For an album so indebted to the past – running from as much as it gets nos(e)talgic for it – it was only right, though unexpected, that Push reunited with his brother, now a born-again Christian and leading a much cleaner life, who added a No to his pen name of Malice to show everyone what he’s about: No Malice. Interestingly though, he’s credited only as Malice here, which makes sense when you listen. “I Pray For You”, a Ye track of course, uses bombastic church organs and a Labrinth feature on the chorus to make the song larger than life. Malice has one of the best verses on It’s Almost Dry and of his whole career, putting on display the tug-of-war of his drug-dealing past with Push and his desire to leave it all behind:
‘X told you hell is hot, I told you ‘Repent‘
Faith never waivered as I walked along the fence
Faith moves mountains, so what are you up against?

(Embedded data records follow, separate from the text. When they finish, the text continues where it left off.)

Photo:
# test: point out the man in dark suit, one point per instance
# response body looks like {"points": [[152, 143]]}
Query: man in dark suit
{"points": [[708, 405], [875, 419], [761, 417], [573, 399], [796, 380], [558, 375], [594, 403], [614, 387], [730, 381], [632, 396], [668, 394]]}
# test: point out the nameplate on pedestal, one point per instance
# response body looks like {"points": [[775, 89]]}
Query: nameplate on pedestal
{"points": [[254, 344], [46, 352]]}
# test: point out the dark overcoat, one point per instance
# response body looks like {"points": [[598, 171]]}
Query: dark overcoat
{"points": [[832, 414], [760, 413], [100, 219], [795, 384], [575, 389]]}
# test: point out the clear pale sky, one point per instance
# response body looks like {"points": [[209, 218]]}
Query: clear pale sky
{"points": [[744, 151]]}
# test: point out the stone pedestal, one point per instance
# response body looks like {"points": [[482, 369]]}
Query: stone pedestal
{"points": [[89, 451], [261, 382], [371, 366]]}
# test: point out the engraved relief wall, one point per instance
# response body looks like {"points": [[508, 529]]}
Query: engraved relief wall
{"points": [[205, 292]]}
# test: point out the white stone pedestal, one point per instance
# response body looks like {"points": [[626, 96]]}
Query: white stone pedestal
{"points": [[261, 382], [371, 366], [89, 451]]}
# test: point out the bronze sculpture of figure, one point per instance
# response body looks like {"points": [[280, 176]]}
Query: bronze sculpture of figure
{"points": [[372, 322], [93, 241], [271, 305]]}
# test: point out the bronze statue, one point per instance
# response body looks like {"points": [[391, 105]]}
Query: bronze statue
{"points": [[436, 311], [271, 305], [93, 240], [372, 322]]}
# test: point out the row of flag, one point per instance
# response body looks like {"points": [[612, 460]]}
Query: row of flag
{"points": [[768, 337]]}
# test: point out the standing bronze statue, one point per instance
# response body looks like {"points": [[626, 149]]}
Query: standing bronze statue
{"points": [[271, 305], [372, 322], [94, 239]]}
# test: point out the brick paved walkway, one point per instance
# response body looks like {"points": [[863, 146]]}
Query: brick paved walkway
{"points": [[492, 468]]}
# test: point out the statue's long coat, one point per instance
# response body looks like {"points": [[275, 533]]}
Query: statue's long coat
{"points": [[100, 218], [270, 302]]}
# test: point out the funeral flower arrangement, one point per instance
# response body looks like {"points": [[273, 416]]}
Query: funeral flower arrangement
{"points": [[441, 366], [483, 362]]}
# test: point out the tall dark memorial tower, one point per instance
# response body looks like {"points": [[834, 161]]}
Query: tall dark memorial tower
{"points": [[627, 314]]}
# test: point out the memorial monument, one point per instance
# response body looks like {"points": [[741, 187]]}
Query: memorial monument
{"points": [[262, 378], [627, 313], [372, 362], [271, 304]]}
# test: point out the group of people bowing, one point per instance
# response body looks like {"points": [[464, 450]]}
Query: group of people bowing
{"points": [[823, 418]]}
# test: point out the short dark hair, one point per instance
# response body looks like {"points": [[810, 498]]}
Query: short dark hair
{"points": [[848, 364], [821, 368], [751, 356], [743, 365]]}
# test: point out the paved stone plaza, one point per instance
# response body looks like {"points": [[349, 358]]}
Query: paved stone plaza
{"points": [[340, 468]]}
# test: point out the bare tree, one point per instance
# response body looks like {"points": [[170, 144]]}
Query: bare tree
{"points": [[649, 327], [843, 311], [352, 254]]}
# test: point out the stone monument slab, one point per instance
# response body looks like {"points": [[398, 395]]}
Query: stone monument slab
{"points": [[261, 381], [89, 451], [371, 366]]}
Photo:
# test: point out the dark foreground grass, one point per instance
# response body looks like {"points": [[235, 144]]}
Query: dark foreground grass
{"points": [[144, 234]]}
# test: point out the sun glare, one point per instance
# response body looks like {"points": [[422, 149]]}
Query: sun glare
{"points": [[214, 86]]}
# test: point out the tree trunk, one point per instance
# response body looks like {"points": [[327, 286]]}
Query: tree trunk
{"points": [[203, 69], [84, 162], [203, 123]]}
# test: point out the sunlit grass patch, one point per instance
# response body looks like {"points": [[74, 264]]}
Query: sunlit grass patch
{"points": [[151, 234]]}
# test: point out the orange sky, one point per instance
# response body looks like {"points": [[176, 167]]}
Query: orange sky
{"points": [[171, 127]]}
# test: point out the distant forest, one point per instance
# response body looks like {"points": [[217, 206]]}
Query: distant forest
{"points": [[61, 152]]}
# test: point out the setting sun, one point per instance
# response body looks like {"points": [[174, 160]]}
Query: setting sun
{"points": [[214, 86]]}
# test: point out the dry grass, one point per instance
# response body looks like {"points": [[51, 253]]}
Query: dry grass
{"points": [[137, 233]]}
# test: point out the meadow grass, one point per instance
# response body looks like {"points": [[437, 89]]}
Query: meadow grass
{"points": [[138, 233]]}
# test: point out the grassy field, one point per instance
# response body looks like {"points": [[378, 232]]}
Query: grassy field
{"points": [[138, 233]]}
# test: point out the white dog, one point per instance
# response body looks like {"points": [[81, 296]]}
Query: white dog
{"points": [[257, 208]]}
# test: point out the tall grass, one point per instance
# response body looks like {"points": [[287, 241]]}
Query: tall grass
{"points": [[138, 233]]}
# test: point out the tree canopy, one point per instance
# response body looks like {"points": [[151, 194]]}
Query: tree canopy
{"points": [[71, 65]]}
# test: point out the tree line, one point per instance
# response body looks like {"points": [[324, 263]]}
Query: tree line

Watch my brother ’round you bitches, I know he pretends
I greet you with the love of God, that don’t make us friends
I might whisper in his ear, ‘Bury all o’ dem‘
Light another tiki torch and carry it again
Back up on my high horse, it’s chariots again
Put the ring back on her finger, marry it again’
Malice‘s legacy ensures that desire will never truly be possible (‘Today’s top fives only strengthenin’ my myth/Belong on Rushmore just from chiselin’ a brick‘), especially as long as his brother – who he loves and supports unconditionally, enough to jump back on a track like this – has cracked rose-colored glasses on regarding their past that pays him in the present through his art. It’s a sweet dynamic, one you can’t fake or imitate – these are two brothers that have been through hell and back (‘Vietnam flashbacks, I get triggered by a sniff‘), who had to get it however they could, and that sort of bond is near-unbreakable, even if they went on to choose different paths in life. Though after this, maybe Push and Mal realize they’re still a lot closer than appears.
It’s Almost Dry is a momentous album. Lots of discourse among fans over what’s better, this or DAYTONA, this or King Push – Darkest Before Dawn. It’s not so much about that for me – each album is a snapshot of where Pusha T is, distilled through his obstinance with the drug game, and contextualized by where he’s at in life at the time. The funny thing is, with every new album he seems to be on the top of things, so convinced by his confidence and technical prowess, and aging like wine (44 is practically a pensioner in hip-hop years). It really all comes down to whether or not you’re willing to go skiing with Push or not. I’ve had a season pass to the mountain for years so to speak, and the powder’s always been fresh. This is a great album for existing fans, but rap fans in general will find a lot to like here, especially on Pharrell‘s tracks. He doesn’t go by King Push for no reason.
Though, I will say I was disappointed by no ‘yuugh‘ adlibs on this album!